Today, I’m going to explain how losing money on commercial real estate makes perfect sense. Hear me out.
One of the primary methods used by commercial appraisers to value many types of commercial real estate is the ‘income approach’. The income approach is an attempt to quantify how much a purchaser or investor would be willing to pay for the future benefits of owning commercial real estate. Basically, these benefits consist of annual income generated by the property and also any expected profit (or loss) when the property is resold.
To clarify, these benefits consist of:
- Annual Cash Flows (The Net Operating Income)
- Profit Upon Resale (The Reversion)
Most often, commercial buildings are purchased with a combination of funds from an investors’ own pocket and funds borrowed from a bank or other lending institution. When the annual cost of the loan payment exceeds the annual cash flow from the property, the result is a a negative annual cash flow. I’m seeing this more and more these days for certain types of property – situations where borrowers are willing to accept a negative annual cash flow.
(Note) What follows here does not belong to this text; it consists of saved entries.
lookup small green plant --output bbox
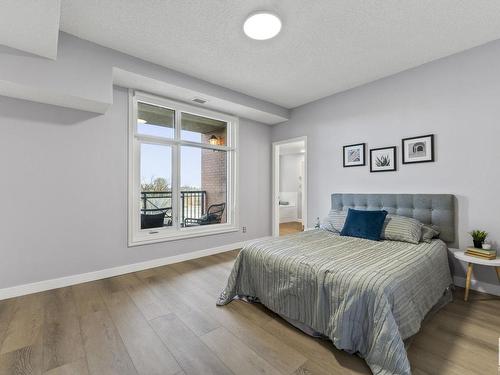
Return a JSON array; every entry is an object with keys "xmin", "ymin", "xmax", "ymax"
[
  {"xmin": 376, "ymin": 155, "xmax": 391, "ymax": 167},
  {"xmin": 469, "ymin": 230, "xmax": 488, "ymax": 242}
]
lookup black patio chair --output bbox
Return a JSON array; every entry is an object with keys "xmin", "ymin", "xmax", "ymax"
[
  {"xmin": 141, "ymin": 209, "xmax": 171, "ymax": 229},
  {"xmin": 184, "ymin": 203, "xmax": 226, "ymax": 227}
]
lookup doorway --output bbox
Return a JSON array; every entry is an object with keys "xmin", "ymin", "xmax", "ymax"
[{"xmin": 272, "ymin": 137, "xmax": 307, "ymax": 237}]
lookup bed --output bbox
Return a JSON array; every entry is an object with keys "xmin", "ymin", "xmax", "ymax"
[{"xmin": 217, "ymin": 194, "xmax": 455, "ymax": 375}]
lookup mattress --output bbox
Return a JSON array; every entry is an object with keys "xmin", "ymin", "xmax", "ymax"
[{"xmin": 217, "ymin": 229, "xmax": 453, "ymax": 375}]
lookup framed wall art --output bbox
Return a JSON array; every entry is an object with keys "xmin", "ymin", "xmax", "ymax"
[
  {"xmin": 370, "ymin": 146, "xmax": 397, "ymax": 172},
  {"xmin": 402, "ymin": 134, "xmax": 434, "ymax": 164},
  {"xmin": 343, "ymin": 143, "xmax": 366, "ymax": 167}
]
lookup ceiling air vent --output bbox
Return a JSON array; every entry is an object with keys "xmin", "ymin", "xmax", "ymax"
[{"xmin": 192, "ymin": 97, "xmax": 207, "ymax": 104}]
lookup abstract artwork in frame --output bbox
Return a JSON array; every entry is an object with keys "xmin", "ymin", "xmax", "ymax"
[
  {"xmin": 402, "ymin": 134, "xmax": 434, "ymax": 164},
  {"xmin": 370, "ymin": 146, "xmax": 397, "ymax": 172},
  {"xmin": 343, "ymin": 143, "xmax": 366, "ymax": 167}
]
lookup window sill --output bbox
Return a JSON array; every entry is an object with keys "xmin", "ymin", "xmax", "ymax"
[{"xmin": 128, "ymin": 225, "xmax": 239, "ymax": 247}]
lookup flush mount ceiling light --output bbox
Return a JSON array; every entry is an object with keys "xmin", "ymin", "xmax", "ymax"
[{"xmin": 243, "ymin": 11, "xmax": 282, "ymax": 40}]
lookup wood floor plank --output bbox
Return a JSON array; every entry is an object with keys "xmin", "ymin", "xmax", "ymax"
[
  {"xmin": 280, "ymin": 222, "xmax": 303, "ymax": 236},
  {"xmin": 143, "ymin": 273, "xmax": 221, "ymax": 336},
  {"xmin": 99, "ymin": 276, "xmax": 130, "ymax": 294},
  {"xmin": 441, "ymin": 297, "xmax": 500, "ymax": 326},
  {"xmin": 42, "ymin": 359, "xmax": 89, "ymax": 375},
  {"xmin": 99, "ymin": 289, "xmax": 181, "ymax": 375},
  {"xmin": 71, "ymin": 282, "xmax": 106, "ymax": 317},
  {"xmin": 114, "ymin": 274, "xmax": 171, "ymax": 321},
  {"xmin": 425, "ymin": 309, "xmax": 499, "ymax": 349},
  {"xmin": 0, "ymin": 299, "xmax": 15, "ymax": 350},
  {"xmin": 0, "ymin": 344, "xmax": 42, "ymax": 375},
  {"xmin": 150, "ymin": 265, "xmax": 200, "ymax": 293},
  {"xmin": 1, "ymin": 294, "xmax": 44, "ymax": 355},
  {"xmin": 212, "ymin": 250, "xmax": 240, "ymax": 265},
  {"xmin": 221, "ymin": 305, "xmax": 307, "ymax": 374},
  {"xmin": 181, "ymin": 290, "xmax": 308, "ymax": 374},
  {"xmin": 150, "ymin": 313, "xmax": 233, "ymax": 375},
  {"xmin": 263, "ymin": 317, "xmax": 370, "ymax": 374},
  {"xmin": 201, "ymin": 327, "xmax": 282, "ymax": 375},
  {"xmin": 134, "ymin": 267, "xmax": 160, "ymax": 280},
  {"xmin": 0, "ymin": 341, "xmax": 42, "ymax": 375},
  {"xmin": 42, "ymin": 288, "xmax": 85, "ymax": 372},
  {"xmin": 408, "ymin": 345, "xmax": 477, "ymax": 375},
  {"xmin": 189, "ymin": 257, "xmax": 232, "ymax": 282},
  {"xmin": 227, "ymin": 299, "xmax": 276, "ymax": 325},
  {"xmin": 409, "ymin": 320, "xmax": 497, "ymax": 375},
  {"xmin": 410, "ymin": 368, "xmax": 432, "ymax": 375},
  {"xmin": 187, "ymin": 284, "xmax": 275, "ymax": 328},
  {"xmin": 169, "ymin": 262, "xmax": 225, "ymax": 296},
  {"xmin": 79, "ymin": 310, "xmax": 137, "ymax": 375},
  {"xmin": 292, "ymin": 360, "xmax": 333, "ymax": 375},
  {"xmin": 419, "ymin": 312, "xmax": 498, "ymax": 353}
]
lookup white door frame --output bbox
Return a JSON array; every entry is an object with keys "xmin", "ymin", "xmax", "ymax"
[{"xmin": 272, "ymin": 136, "xmax": 308, "ymax": 237}]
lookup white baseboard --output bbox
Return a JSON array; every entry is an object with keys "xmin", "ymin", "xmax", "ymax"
[
  {"xmin": 453, "ymin": 276, "xmax": 500, "ymax": 296},
  {"xmin": 0, "ymin": 239, "xmax": 255, "ymax": 301}
]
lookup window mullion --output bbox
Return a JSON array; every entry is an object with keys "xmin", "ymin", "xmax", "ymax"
[
  {"xmin": 172, "ymin": 110, "xmax": 182, "ymax": 230},
  {"xmin": 134, "ymin": 134, "xmax": 233, "ymax": 151}
]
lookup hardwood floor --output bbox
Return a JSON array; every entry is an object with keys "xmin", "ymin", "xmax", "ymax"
[
  {"xmin": 280, "ymin": 221, "xmax": 304, "ymax": 236},
  {"xmin": 0, "ymin": 250, "xmax": 498, "ymax": 375}
]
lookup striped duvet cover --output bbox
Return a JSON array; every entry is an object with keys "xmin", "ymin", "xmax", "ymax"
[{"xmin": 217, "ymin": 229, "xmax": 453, "ymax": 374}]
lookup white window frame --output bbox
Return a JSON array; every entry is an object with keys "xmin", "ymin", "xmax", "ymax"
[{"xmin": 128, "ymin": 90, "xmax": 239, "ymax": 246}]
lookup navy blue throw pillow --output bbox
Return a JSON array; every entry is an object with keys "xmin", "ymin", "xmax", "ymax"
[{"xmin": 340, "ymin": 209, "xmax": 388, "ymax": 241}]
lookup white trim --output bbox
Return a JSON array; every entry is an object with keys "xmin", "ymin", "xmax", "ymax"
[
  {"xmin": 128, "ymin": 90, "xmax": 239, "ymax": 246},
  {"xmin": 0, "ymin": 238, "xmax": 270, "ymax": 301},
  {"xmin": 272, "ymin": 136, "xmax": 308, "ymax": 237},
  {"xmin": 129, "ymin": 226, "xmax": 239, "ymax": 247},
  {"xmin": 453, "ymin": 276, "xmax": 500, "ymax": 297},
  {"xmin": 134, "ymin": 134, "xmax": 236, "ymax": 151}
]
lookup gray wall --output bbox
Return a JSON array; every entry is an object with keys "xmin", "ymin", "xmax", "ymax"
[
  {"xmin": 272, "ymin": 40, "xmax": 500, "ymax": 285},
  {"xmin": 279, "ymin": 153, "xmax": 304, "ymax": 219},
  {"xmin": 0, "ymin": 87, "xmax": 272, "ymax": 289},
  {"xmin": 279, "ymin": 154, "xmax": 303, "ymax": 193}
]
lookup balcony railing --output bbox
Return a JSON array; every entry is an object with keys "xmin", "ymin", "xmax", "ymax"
[{"xmin": 141, "ymin": 190, "xmax": 206, "ymax": 226}]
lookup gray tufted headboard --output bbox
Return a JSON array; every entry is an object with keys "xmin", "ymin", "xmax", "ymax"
[{"xmin": 331, "ymin": 193, "xmax": 456, "ymax": 244}]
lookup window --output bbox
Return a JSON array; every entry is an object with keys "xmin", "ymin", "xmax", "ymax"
[{"xmin": 129, "ymin": 91, "xmax": 238, "ymax": 246}]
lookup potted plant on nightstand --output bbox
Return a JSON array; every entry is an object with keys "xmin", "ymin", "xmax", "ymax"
[{"xmin": 469, "ymin": 230, "xmax": 488, "ymax": 249}]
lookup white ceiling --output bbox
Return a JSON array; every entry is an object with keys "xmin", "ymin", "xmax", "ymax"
[
  {"xmin": 59, "ymin": 0, "xmax": 500, "ymax": 108},
  {"xmin": 25, "ymin": 1, "xmax": 500, "ymax": 108},
  {"xmin": 0, "ymin": 0, "xmax": 60, "ymax": 59}
]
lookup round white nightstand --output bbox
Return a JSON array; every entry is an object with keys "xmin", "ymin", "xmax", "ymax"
[{"xmin": 453, "ymin": 251, "xmax": 500, "ymax": 301}]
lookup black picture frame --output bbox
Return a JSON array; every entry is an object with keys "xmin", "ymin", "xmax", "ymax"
[
  {"xmin": 370, "ymin": 146, "xmax": 397, "ymax": 172},
  {"xmin": 343, "ymin": 143, "xmax": 366, "ymax": 167},
  {"xmin": 402, "ymin": 134, "xmax": 435, "ymax": 164}
]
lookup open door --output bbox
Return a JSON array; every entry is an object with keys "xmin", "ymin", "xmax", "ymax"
[{"xmin": 272, "ymin": 137, "xmax": 307, "ymax": 237}]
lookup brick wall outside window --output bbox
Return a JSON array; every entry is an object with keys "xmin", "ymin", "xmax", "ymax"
[{"xmin": 201, "ymin": 132, "xmax": 227, "ymax": 222}]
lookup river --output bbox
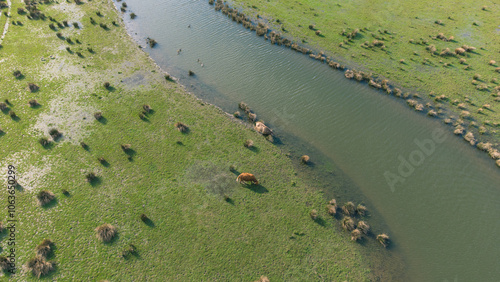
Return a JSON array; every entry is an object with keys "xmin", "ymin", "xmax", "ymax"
[{"xmin": 113, "ymin": 0, "xmax": 500, "ymax": 280}]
But how can this make sense?
Think of it this way: Those who attend college are in the exact same position. They’re willing to accept a negative annual cash flow (in the form of tuition payments) in anticipation of future income benefits (in the form of a better job). When you start seeing investors who are willing to accept a negative annual cash flow, it’s a sure sign that they are expecting property values to increase and to reward them in the end.
Why am I bullish about the commercial real estate market?
Because I’m paying very close attention.